Theseus: A Distributed and Scalable GPU-Accelerated Query Processing Platform Optimized for Efficient Data Movement
Felipe Arambur\'u, William Malpica, Kaouther Abrougui, Amin Aramoon, Romulo Auccapuclla, Claude Brisson, Matthijs Brobbel, Colby Farrell, Pradeep Garigipati, Joost Hoozemans, Supun Kamburugamuve, Akhil Nair, Alexander Ocsa, Johan Peltenburg, Rub\'en Quesada L\'opez, Deepak Sihag

TL;DR
Theseus is a distributed, GPU-accelerated query engine that optimizes data movement and computation, significantly improving performance and cost-efficiency for large-scale analytical workloads on cloud infrastructure.
Contribution
It introduces a scalable, enterprise-ready query engine that tightly integrates hardware-aware data movement control mechanisms for efficient GPU-accelerated analytics.
Findings
Outperforms Databricks Photon by up to 4x at cost parity on TPC-H benchmarks.

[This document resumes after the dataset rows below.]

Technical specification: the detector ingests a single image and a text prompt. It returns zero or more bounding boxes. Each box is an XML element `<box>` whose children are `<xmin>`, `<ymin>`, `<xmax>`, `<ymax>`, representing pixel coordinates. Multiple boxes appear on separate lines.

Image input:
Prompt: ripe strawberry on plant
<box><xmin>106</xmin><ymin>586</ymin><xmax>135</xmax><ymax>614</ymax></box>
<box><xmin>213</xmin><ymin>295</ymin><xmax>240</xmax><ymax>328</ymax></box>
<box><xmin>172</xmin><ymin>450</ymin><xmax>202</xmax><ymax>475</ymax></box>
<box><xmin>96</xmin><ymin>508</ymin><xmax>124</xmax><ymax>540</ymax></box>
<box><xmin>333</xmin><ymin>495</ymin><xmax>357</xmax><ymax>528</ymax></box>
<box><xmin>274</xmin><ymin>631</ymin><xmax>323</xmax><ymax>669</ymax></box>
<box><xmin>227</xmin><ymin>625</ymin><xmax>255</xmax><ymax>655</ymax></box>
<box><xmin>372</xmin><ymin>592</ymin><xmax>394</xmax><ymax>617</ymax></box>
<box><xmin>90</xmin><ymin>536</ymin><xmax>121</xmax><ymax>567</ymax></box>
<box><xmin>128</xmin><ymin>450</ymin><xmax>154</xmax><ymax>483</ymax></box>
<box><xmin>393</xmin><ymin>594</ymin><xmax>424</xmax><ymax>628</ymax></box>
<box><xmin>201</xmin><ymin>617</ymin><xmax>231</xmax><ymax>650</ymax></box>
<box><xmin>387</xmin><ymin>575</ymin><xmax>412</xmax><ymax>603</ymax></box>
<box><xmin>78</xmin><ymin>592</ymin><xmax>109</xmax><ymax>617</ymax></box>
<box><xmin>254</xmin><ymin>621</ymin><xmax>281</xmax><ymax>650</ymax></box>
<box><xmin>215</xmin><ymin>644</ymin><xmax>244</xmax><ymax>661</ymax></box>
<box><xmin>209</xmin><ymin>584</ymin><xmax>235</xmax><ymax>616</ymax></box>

Successfully processes 100 TB scale datasets with minimal hardware.
Achieves efficient data handling through specialized asynchronous control mechanisms.
Abstract
Online analytical processing of queries on datasets in the many-terabyte range is only possible with costly distributed computing systems. To decrease the cost and increase the throughput, systems can leverage accelerators such as GPUs, which are now ubiquitous in the compute infrastructure. This introduces many challenges, the majority of which are related to when, where, and how to best move data around the system. We present Theseus -- a production-ready enterprise-scale distributed accelerator-native query engine designed to balance data movement, memory utilization, and computation in an accelerator-based system context. Specialized asynchronous control mechanisms are tightly coupled to the hardware resources for the purpose of network communication, data pre-loading, data spilling across memories and storage, and GPU compute tasks. The memory subsystem contains a mechanism for…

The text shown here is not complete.